However, one of the things Einstein realised as a consequence of his "light travels at the same speed in all inertial reference frames" idea was that it meant that there is no universal concept of "now", any more than there is a universal concept of "here". This has a number of consequences, one of which is that there is no universal agreement on what "synchronised clocks" are. What's hurting your head is that you are thinking clocks can't be synchronised and unsynchronised at the same time. The problem with that statement is the last four words - in relativity it's quite easy to disagree about what "at the same time" means.

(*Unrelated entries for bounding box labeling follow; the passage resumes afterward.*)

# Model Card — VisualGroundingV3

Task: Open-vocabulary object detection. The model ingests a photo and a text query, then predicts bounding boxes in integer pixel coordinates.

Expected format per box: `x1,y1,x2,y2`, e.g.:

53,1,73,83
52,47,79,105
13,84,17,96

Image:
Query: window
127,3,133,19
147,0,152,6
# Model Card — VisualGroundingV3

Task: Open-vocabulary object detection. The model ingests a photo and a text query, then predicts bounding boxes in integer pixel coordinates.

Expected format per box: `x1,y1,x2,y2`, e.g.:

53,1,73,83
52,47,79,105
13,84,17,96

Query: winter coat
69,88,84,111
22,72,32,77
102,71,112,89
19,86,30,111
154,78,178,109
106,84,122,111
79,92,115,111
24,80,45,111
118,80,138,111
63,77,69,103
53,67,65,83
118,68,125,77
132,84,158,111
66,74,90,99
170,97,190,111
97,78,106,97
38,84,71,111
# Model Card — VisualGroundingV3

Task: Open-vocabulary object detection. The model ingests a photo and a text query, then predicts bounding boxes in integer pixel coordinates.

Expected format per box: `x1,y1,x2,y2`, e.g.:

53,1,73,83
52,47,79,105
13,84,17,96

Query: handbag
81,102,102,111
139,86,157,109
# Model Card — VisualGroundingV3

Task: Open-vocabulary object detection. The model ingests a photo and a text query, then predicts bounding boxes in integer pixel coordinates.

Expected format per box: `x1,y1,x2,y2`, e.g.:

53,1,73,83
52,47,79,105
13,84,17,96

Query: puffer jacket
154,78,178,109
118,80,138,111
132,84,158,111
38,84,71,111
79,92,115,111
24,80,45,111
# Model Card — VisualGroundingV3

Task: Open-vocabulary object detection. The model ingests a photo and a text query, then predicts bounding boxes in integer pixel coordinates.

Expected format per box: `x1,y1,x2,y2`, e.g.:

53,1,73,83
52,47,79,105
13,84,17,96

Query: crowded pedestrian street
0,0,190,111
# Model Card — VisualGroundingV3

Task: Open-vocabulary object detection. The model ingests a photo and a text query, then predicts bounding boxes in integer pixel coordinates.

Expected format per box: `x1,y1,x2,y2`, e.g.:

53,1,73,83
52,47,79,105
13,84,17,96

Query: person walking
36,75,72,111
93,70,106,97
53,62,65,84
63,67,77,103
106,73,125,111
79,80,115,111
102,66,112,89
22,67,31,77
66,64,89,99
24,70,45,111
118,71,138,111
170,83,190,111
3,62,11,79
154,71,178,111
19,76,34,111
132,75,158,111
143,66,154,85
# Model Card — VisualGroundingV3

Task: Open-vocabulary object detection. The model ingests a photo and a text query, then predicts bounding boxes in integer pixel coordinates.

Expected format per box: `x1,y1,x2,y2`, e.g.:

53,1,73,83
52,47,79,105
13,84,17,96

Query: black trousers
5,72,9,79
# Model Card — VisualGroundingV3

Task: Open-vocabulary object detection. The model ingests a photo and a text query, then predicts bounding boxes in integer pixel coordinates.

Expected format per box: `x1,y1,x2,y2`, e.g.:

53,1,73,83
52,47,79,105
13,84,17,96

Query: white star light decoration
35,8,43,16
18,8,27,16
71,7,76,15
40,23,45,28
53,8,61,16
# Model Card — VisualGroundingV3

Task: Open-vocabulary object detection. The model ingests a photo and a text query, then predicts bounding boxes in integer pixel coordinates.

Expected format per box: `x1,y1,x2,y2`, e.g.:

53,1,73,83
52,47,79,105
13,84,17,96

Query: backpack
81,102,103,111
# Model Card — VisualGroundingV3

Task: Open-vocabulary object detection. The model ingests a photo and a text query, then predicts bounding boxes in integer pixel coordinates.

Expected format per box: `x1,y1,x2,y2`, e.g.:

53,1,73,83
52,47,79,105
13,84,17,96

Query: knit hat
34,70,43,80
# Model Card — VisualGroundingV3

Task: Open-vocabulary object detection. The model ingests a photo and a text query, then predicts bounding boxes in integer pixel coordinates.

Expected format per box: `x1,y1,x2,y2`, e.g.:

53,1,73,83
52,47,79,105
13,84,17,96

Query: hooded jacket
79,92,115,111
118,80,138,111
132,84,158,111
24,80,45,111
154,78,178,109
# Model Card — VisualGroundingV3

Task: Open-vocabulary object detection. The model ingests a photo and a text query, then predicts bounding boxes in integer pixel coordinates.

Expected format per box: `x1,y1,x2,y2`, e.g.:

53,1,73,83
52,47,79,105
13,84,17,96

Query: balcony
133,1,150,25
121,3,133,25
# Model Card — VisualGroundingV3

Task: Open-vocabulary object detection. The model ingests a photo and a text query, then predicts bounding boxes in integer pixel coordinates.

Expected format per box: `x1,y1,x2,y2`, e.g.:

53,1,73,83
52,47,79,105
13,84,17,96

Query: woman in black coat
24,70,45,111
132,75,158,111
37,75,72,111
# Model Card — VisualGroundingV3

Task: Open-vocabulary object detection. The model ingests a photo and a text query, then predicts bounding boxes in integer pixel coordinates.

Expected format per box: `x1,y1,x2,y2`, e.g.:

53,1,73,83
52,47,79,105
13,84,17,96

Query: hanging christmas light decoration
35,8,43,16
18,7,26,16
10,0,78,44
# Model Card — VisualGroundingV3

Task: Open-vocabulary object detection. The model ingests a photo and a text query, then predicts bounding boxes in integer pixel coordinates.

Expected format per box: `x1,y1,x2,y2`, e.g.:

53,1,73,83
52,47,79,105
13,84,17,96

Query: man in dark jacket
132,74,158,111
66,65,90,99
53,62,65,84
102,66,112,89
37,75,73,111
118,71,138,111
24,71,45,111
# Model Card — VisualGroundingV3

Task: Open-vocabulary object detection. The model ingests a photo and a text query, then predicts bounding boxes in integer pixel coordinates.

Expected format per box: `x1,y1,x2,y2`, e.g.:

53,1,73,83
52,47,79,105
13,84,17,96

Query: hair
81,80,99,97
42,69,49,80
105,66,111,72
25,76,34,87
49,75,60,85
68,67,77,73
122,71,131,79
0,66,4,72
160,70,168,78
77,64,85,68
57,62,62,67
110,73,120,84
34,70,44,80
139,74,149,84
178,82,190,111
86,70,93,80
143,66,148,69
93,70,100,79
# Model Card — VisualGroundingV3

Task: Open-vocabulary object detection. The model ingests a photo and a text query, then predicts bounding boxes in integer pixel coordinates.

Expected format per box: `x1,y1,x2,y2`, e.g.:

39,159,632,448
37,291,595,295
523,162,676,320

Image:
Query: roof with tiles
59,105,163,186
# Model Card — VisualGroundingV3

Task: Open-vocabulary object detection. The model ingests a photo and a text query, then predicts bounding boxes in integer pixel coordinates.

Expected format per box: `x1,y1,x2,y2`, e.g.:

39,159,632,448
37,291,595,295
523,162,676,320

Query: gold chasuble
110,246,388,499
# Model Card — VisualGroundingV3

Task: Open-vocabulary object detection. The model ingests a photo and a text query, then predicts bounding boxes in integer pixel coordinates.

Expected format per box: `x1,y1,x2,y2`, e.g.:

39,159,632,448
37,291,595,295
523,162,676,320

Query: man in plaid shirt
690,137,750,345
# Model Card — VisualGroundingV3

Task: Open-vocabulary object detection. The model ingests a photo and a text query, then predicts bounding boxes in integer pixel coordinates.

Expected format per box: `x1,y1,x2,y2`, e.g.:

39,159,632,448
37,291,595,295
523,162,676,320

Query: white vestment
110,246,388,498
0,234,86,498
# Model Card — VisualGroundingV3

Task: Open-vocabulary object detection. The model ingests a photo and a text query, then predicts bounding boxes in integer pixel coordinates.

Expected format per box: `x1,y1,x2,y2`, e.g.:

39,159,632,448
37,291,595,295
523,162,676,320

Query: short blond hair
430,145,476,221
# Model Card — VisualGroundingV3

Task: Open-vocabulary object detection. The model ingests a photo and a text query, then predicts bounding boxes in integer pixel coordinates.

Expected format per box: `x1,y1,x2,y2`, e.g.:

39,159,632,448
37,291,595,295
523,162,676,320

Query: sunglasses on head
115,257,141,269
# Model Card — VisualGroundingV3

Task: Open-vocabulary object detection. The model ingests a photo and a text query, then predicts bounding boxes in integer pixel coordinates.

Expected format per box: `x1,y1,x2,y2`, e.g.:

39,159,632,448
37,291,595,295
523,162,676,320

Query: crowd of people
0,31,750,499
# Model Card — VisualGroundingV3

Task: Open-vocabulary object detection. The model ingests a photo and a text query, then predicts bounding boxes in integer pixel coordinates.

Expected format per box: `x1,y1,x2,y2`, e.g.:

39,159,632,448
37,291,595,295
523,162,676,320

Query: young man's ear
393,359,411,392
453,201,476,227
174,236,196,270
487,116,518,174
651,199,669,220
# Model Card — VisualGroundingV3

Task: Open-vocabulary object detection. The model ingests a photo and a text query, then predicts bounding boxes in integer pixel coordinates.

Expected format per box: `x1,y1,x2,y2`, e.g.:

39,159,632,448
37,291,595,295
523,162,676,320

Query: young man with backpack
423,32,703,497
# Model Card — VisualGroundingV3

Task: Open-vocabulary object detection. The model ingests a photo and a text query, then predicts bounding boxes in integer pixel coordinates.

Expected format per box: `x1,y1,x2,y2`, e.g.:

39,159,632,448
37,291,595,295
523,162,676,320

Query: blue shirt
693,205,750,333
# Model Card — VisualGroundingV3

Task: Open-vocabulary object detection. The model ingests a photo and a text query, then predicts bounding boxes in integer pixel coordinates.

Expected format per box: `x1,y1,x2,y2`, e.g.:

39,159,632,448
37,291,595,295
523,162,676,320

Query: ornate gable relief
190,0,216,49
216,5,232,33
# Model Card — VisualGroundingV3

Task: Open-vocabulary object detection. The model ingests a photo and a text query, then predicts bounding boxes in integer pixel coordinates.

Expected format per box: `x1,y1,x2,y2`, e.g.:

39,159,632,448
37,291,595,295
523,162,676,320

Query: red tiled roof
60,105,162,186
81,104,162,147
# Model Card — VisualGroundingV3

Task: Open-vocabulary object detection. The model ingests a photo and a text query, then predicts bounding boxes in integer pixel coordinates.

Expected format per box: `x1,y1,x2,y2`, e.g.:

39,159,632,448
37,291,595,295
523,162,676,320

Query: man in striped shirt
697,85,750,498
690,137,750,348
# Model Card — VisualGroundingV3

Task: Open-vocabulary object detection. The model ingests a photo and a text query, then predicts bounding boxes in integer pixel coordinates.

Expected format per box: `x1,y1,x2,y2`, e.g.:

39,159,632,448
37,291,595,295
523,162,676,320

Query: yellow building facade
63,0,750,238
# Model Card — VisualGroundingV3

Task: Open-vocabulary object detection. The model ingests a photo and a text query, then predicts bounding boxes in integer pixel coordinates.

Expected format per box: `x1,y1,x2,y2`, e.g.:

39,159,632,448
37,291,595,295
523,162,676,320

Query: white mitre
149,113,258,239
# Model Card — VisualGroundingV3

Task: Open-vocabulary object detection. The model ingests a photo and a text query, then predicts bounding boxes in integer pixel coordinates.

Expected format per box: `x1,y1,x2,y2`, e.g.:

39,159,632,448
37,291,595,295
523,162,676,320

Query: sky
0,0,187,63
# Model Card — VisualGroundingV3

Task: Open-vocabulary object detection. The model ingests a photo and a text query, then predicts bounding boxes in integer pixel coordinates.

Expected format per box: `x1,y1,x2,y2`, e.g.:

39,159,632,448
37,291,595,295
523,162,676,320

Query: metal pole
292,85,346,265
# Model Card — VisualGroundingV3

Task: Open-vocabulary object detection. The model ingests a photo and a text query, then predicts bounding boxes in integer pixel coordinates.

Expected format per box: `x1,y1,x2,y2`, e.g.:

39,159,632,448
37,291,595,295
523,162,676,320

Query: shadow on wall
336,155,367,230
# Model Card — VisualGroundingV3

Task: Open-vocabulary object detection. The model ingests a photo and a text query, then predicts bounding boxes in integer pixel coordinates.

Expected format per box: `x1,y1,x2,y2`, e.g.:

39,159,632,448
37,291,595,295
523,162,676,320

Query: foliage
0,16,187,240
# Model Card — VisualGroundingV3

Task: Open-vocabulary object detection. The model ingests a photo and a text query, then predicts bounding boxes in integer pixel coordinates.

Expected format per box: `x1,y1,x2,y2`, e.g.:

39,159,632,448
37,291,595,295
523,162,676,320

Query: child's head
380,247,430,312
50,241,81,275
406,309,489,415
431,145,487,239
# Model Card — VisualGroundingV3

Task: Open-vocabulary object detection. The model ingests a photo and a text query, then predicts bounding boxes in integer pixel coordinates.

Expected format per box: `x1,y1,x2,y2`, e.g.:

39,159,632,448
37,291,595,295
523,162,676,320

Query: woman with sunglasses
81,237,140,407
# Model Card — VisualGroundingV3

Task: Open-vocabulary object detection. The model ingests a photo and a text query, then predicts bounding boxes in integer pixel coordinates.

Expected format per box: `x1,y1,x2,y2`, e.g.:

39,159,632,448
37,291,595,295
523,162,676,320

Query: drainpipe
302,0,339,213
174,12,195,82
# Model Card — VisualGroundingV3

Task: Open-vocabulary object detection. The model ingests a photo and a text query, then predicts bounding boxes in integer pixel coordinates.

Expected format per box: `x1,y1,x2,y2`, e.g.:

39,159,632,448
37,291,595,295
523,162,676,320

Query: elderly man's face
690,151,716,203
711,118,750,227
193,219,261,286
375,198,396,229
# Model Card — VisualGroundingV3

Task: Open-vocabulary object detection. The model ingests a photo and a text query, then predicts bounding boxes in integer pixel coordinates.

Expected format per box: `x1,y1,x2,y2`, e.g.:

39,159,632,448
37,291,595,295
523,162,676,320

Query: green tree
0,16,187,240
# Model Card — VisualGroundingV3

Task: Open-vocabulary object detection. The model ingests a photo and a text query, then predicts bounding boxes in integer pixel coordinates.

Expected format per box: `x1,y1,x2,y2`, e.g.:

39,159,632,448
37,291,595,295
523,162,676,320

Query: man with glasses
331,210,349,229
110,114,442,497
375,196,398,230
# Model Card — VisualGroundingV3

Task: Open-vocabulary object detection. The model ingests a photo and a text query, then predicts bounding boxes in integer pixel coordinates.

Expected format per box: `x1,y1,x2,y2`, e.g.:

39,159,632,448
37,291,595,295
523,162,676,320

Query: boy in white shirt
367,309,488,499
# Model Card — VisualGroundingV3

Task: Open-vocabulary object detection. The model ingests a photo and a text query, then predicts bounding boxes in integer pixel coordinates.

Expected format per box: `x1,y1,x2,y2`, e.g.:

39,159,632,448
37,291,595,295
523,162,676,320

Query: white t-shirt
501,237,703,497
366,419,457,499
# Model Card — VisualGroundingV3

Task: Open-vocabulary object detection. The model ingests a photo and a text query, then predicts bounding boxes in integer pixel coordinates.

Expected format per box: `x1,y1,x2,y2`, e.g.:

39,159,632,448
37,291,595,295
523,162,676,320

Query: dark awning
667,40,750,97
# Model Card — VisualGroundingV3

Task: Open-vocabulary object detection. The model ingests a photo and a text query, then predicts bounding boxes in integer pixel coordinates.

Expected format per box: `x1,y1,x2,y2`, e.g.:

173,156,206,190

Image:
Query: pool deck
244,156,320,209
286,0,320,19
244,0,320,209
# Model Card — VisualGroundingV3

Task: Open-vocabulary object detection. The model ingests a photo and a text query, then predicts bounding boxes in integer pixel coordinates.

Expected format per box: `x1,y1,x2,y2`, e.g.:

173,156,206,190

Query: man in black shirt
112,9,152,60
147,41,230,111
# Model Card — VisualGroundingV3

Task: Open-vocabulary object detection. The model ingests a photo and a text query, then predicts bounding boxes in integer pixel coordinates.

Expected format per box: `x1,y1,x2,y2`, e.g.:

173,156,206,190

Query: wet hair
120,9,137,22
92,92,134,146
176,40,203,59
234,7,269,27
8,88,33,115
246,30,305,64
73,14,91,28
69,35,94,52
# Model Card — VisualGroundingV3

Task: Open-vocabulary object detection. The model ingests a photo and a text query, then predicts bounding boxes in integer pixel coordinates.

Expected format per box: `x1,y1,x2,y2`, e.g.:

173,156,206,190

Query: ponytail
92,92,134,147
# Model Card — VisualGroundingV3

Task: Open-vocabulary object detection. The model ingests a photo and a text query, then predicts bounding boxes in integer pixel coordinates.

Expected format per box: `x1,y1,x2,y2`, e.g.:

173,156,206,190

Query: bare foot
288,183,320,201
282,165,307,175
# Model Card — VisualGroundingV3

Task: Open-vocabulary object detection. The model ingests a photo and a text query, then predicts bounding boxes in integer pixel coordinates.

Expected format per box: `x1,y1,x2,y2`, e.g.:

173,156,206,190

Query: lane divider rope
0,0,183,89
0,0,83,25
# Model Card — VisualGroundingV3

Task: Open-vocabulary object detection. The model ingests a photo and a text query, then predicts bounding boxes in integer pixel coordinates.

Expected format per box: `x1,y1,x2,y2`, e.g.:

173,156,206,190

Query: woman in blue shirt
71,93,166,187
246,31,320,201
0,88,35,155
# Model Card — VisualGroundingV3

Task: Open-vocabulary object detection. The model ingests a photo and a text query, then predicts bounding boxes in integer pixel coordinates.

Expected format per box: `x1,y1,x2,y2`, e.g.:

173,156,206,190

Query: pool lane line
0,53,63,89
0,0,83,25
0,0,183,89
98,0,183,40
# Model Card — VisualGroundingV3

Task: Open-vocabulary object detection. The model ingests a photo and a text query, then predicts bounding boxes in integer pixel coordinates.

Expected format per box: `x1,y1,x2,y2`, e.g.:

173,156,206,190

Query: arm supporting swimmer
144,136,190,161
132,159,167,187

It does all add up to a coherent picture. You probably won't be able to see that without messing around with the Lorentz transforms, however, as I recommended in my first post. You don't need more than high school maths for it.

13. Mar 11, 2015

### Staff: Mentor

I agree. In one frame they arrive at the same time. In other frames they arrive at different times. This is the relativity of simultaneity.

I don't think it is even 1 clock, let alone 2 clocks. How can it be a clock? A clock is a physical mechanism designed to "tick" at a regular interval. You forbid the light pulse from returning, so how does the clock know when to "tick" next?

To make your point you have gotten rid of the mechanism's ability to tick at a regular interval. It is therefore not a clock.

14. Mar 11, 2015

### A.T.

And a new(?) philosophical conundrum is born:

If a clock ticks only once, is it still a clock?

15. Mar 12, 2015

### latter

Just divide the segment or add segments. The photon simply triggers or passes over the marker.the time will be a huge number depending on how long ago you started the clock.i wouldnt of posted this if i didnt think i was talking about a clock i know a little more than to do that.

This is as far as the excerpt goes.